Mas qual a responsabilidade razoável em honrar a descrença? A Justiça Eleitoral fez campanha de conscientização, o TSE fez inserções na TV e no rádio, a USP e a Unicamp fizeram auditoria no sistema, os militares puderam apresentar o próprio relatório ao TSE, o Congresso tinha e tem ampla representatividade da oposição, a grande imprensa fez reportagem atrás de reportagem… até o governo americano se meteu a fiscalizar a lisura do processo eleitoral brasileiro. Qual a hora do namoro em que uma parte tem que admitir um problema grave em si mesma, se ela segue acusando a outra de infidelidade, apesar da falta de evidências? Quando o namorado pode parar de provar que é fiel? Quando a namorada passou do limite da dúvida razoável?

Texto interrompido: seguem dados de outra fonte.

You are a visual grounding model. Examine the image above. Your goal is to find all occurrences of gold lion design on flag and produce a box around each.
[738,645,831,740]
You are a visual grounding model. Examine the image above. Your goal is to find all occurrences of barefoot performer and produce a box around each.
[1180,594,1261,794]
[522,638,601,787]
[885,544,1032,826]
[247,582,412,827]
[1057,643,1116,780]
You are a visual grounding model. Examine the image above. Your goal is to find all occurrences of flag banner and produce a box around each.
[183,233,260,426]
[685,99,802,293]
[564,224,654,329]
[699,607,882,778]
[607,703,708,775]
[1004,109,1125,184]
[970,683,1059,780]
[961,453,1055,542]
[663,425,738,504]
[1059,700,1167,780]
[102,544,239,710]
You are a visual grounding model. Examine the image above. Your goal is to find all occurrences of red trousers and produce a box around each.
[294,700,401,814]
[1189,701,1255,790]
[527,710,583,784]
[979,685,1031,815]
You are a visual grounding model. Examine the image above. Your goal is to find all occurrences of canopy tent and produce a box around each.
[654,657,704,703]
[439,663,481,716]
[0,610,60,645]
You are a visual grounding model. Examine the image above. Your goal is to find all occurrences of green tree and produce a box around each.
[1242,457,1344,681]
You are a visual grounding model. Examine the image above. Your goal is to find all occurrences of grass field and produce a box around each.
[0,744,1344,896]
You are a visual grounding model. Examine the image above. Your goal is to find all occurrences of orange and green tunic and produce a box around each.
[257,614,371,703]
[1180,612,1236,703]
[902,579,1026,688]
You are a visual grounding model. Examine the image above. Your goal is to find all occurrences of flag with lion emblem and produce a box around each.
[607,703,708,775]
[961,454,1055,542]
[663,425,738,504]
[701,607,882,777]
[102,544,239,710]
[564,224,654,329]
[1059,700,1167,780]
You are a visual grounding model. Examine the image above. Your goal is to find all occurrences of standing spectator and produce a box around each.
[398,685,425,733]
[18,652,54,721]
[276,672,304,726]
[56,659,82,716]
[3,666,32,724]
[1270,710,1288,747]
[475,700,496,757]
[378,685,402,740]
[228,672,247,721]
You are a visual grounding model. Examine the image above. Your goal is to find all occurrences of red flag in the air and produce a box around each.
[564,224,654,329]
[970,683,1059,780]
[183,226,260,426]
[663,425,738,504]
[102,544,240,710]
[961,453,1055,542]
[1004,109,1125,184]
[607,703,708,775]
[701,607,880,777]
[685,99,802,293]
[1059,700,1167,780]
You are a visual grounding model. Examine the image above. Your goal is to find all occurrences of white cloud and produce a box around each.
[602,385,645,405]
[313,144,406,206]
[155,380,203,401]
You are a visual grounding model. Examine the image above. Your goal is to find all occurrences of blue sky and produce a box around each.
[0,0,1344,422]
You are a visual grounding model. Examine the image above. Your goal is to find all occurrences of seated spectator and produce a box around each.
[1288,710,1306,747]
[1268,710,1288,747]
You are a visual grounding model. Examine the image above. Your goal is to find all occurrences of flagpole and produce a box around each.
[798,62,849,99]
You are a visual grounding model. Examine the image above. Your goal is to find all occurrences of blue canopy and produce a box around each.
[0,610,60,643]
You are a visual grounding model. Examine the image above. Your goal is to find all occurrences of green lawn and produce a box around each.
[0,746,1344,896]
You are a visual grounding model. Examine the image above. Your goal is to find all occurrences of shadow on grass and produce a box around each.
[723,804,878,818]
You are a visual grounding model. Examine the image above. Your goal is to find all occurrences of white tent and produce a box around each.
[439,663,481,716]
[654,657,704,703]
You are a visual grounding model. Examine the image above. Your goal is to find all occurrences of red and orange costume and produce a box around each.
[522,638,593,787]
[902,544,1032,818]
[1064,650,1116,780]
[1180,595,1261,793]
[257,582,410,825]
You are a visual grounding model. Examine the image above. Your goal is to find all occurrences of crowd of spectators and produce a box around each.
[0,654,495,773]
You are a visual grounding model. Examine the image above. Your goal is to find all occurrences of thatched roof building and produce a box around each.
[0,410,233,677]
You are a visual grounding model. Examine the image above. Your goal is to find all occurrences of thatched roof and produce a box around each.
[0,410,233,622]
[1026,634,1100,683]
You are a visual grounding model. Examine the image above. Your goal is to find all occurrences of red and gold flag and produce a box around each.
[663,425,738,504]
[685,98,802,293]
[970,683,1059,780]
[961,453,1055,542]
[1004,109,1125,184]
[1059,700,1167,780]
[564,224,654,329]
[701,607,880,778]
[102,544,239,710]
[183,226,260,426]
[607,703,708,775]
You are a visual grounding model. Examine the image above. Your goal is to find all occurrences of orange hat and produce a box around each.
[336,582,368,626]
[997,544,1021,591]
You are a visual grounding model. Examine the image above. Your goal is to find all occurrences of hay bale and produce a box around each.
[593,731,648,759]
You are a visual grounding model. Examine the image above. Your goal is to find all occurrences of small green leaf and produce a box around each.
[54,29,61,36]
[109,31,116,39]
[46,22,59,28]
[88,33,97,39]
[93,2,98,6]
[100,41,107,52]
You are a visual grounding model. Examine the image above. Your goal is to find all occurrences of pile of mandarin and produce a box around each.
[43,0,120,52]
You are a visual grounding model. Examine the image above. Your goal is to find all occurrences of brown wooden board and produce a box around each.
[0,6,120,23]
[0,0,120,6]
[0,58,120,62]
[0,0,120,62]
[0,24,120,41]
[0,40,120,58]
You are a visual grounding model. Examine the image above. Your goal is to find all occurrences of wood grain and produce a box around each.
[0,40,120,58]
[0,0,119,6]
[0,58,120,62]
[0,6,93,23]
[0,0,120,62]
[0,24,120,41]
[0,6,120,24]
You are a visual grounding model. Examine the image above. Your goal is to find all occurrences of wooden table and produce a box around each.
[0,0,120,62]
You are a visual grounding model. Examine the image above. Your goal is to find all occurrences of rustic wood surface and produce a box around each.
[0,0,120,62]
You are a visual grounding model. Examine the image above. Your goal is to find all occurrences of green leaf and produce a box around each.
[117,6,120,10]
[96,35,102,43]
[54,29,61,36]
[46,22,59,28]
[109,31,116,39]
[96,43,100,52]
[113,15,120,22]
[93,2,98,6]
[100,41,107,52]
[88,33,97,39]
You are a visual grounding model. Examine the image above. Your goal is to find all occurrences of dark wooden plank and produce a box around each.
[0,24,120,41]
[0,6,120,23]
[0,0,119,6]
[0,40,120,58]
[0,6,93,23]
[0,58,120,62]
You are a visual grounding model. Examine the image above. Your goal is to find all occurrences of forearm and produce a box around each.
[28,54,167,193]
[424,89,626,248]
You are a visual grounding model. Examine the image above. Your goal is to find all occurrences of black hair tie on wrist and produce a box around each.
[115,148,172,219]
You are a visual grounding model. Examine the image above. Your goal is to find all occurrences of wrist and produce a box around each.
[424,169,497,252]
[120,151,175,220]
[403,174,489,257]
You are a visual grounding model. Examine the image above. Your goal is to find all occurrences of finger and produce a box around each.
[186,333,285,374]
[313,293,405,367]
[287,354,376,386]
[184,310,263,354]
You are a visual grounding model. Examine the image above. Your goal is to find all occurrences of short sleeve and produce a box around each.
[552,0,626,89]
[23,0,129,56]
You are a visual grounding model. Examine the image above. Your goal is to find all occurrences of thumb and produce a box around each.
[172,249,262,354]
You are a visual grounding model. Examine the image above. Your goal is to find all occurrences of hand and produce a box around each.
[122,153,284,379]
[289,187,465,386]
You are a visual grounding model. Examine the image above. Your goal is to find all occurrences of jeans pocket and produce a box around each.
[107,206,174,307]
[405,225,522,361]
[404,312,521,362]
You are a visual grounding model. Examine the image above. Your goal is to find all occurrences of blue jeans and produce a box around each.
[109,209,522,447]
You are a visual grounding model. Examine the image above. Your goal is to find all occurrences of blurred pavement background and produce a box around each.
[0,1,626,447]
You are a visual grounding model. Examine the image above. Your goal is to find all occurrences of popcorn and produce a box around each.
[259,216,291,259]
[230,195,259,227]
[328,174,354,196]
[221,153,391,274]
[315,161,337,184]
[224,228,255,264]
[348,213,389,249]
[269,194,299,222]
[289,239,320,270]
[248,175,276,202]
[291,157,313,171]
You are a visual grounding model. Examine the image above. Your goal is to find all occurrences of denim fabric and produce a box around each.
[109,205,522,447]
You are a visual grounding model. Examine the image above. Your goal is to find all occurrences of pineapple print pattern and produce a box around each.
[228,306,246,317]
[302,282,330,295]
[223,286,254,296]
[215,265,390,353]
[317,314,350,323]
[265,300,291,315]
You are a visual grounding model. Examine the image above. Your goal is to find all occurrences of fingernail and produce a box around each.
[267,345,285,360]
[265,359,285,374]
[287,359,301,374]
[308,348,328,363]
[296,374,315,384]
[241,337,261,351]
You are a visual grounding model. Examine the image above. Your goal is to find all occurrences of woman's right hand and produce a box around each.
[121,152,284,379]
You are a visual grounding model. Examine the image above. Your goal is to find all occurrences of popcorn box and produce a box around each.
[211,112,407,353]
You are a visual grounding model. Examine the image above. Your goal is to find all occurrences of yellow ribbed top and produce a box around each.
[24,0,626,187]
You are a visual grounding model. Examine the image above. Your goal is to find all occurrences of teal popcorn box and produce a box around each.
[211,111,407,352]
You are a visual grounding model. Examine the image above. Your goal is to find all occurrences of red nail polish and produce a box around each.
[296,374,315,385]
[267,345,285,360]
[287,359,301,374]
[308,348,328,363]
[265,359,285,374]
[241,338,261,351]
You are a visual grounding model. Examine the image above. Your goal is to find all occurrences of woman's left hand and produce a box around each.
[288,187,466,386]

Eis, ao que parece, o nosso ponto de discordância. Eu creio que a mera rejeição das urnas deveria ter bastado, que as urnas eletrônicas deveriam ter sido vistas como um ponto controverso, e o governo deveria ter recuado, porque as consequências seriam piores ainda -- a famosa «crise de representatividade». A analogia do namoro ou do casamento só funciona até certo ponto.
No cenário em que a gente está, se reclamação de um lado fosse o suficiente pra mudar as práticas de Estado, sobravam só os bombeiros e olhe lá.
De resto, acho que entendo seu propósito com o texto, e talvez até concordasse com ele num vácuo de contexto. Mas me parece realmente difícil acreditar na boa fé dos centros políticos que avançaram esse argumento, embora os cidadãos a nível pessoal possam ter se convencido da justeza da dúvida. Trocar o sistema eleitoral em ano de eleição era justamente a bagunça generalizada de que alguns setores políticos queriam se beneficiar. Os próprios parlamentares eleitos, que têm imunidade parlamentar, ficaram quietinhos sobre segurança eleitoral. Sobrou o cidadão comum de bucha de canhão, comprando um briga pela qual os seus representantes não lutam - na minha opinião, porque não acreditam de verdade - e tomando sozinho o calor de afrontar as instituições.